Il clima a Turpan è molto caldo e secco, non piove praticamente mai. Ragazzi, fa un caldo pazzesco! Non ero mai stata a 45 gradi sotto il sole delle 2 del pomeriggio ma vi assicuro che non è stata una bellissima esperienza: sembra di entrare in un forno nel bel mezzo della cottura dell’arrosto.
A Turpan e dintorni ci sono parecchie cose da vedere. Purtroppo, non esistono mezzi pubblici e i siti sono tutti distanti l’uno dall’altro. Per questo abbiamo deciso di affidarci a Tharim e Aisha.
La prima giornata in loro compagnia è dedicata alla visita del villaggio Toyup, alla vecchia capitale Goachang, alle tombe di Astana e alle grotte dei mille Buddha di Bizeklik.
Nel tardo pomeriggio, Tharim ci accompagna nella vigna del fratello per raccogliere qualche grappolo di uva fresca. Poi ci invita a cena a casa sua e, per la prima volta da quando siamo in Cina, mangeremo veramente bene.
Giorno 8: Turpan > Urumqi
Inizio più soft oggi e colazione a suon di noodles e ravioli.
Prima tappa alle rovine di Jiaohe, una grande città militare con più di 2000 anni di storia e risalente alla dinastia Han. La città sorge su una collina desertica tra due vallate solcate da due corsi d’acqua. Jiaohe fu abbandonata definitivamente con l’invasione mongola per mano di Genghis Khan, nel XIII secolo.
Il sole è nascosto dietro alle nuvole e questa cosa non ci dispiace. Fa già parecchio caldo così.
Dopo un paio d’ore ci spostiamo a visitare il museo idrico e i Karetz (pozzi), antico sistema di irrigazione che permise all’oasi di Turpan di sopravvivere nel tempo.
Una tappa al museo di Turpan e poi al Minareto di Emin, il più alto della Cina con i suoi 44 metri. Il suo aspetto è differente dai classici minareti delle moschee dell’asia centrale. Ha una forma conica e una decorazione che è un mix di elementi cinesi ed elementi islamici.

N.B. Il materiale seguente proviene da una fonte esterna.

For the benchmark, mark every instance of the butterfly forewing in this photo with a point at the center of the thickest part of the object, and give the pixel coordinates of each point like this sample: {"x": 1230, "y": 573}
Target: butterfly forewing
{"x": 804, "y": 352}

Prima di rientrare ad Urumqi, il nostro amico Tharim ci accompagna in una cantina gestita da una coppia di personaggi improbabili: un francese ex sommelier di una delle più grandi cantine francesi, reclutato dal regime per importare in Cina la cultura del vino; un ragazzo di Padova il cui compito era aiutare il povero sommelier nell’arduo compito.

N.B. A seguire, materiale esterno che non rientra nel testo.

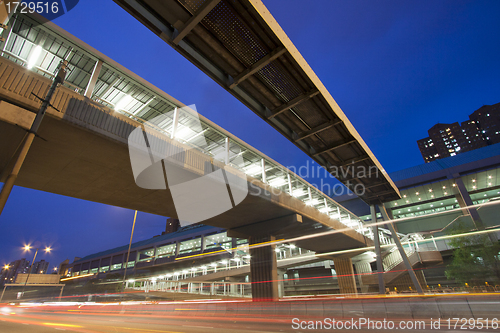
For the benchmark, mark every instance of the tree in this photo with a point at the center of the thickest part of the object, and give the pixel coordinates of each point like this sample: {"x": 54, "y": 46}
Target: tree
{"x": 476, "y": 258}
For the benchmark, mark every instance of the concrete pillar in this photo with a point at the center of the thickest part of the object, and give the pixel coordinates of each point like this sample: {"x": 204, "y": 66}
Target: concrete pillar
{"x": 263, "y": 269}
{"x": 177, "y": 248}
{"x": 397, "y": 241}
{"x": 281, "y": 283}
{"x": 93, "y": 78}
{"x": 345, "y": 275}
{"x": 363, "y": 268}
{"x": 203, "y": 243}
{"x": 378, "y": 252}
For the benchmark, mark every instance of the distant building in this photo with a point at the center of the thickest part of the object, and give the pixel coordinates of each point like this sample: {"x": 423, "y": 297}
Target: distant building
{"x": 482, "y": 129}
{"x": 40, "y": 267}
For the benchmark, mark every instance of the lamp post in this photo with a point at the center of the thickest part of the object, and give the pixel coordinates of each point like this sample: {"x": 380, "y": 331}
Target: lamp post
{"x": 27, "y": 248}
{"x": 6, "y": 268}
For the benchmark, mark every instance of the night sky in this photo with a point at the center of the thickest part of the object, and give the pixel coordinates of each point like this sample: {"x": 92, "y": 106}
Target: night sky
{"x": 395, "y": 68}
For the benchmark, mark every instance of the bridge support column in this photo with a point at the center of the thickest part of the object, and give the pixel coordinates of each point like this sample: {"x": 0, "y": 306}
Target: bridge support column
{"x": 376, "y": 240}
{"x": 263, "y": 269}
{"x": 345, "y": 275}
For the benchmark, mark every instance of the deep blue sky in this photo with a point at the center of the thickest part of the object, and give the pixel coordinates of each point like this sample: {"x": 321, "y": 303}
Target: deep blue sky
{"x": 395, "y": 68}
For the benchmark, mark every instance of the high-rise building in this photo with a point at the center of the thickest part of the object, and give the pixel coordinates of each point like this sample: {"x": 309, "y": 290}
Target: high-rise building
{"x": 444, "y": 140}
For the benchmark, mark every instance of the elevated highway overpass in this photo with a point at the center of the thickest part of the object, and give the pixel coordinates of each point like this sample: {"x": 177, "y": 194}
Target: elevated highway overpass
{"x": 240, "y": 46}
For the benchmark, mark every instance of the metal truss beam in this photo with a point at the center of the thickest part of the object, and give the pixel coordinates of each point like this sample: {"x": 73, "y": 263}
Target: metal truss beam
{"x": 335, "y": 146}
{"x": 294, "y": 102}
{"x": 317, "y": 129}
{"x": 276, "y": 53}
{"x": 193, "y": 21}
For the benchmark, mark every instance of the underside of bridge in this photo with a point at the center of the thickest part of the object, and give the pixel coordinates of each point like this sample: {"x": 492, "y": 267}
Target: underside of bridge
{"x": 240, "y": 46}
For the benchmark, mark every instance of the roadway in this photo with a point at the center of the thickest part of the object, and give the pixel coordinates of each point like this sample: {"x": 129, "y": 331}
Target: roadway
{"x": 221, "y": 318}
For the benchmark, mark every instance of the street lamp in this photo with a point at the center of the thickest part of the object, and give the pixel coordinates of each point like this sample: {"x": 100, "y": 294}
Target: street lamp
{"x": 27, "y": 248}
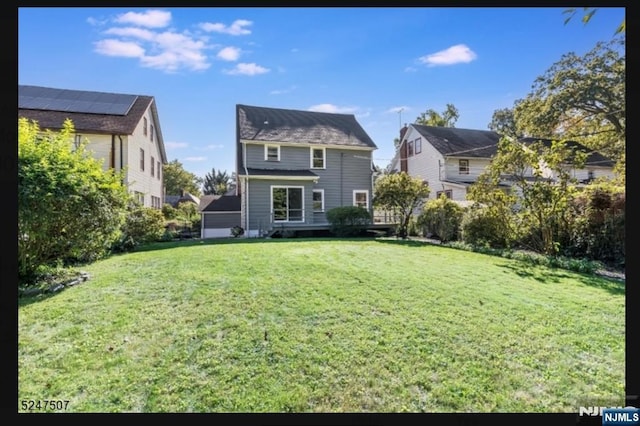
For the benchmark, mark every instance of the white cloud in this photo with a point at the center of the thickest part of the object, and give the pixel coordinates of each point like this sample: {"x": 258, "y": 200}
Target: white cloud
{"x": 283, "y": 91}
{"x": 150, "y": 18}
{"x": 132, "y": 32}
{"x": 127, "y": 49}
{"x": 212, "y": 147}
{"x": 229, "y": 54}
{"x": 175, "y": 145}
{"x": 93, "y": 21}
{"x": 332, "y": 108}
{"x": 247, "y": 69}
{"x": 172, "y": 51}
{"x": 459, "y": 53}
{"x": 399, "y": 109}
{"x": 237, "y": 28}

Dai racconti dei due, i risultati non erano molto incoraggianti.
“Degustiamo” tre tipi di vino, tutti rossi e tutti con una gradazione alcolica importante. Inutile raccontare lo stato euforico al momento del congedo.
Arriviamo ad Urumqi verso le 20 e finiamo nel primo ristorante con “menu disegnato”, dopo aver passato un’ora abbondante cercandone uno raccomandato dalla Lonely Planet. Devo dirlo ragazzi, la Lonely Planet questo giro ci ha delusi: ci fosse stato un solo ristorante da loro segnalato ancora esistente!
Termina qui la nostra esperienza nello Xinjiang. L’indomani cambieremo regione e ci sposteremo nel Gansu.
Qui trovi 8 tappe successive di questo viaggio straordinario.
Giovanni
Ottima descrizione, potrei chiederti come hai fatto ad organizzare la la tratta kangsha-tashkurgan lungo la karakorun highway?
Elena Frigerio
ciao Giovanni, scusami il ritardo nella risposta. Abbiamo fatto un tour privato da Kashgar, con autista e guida.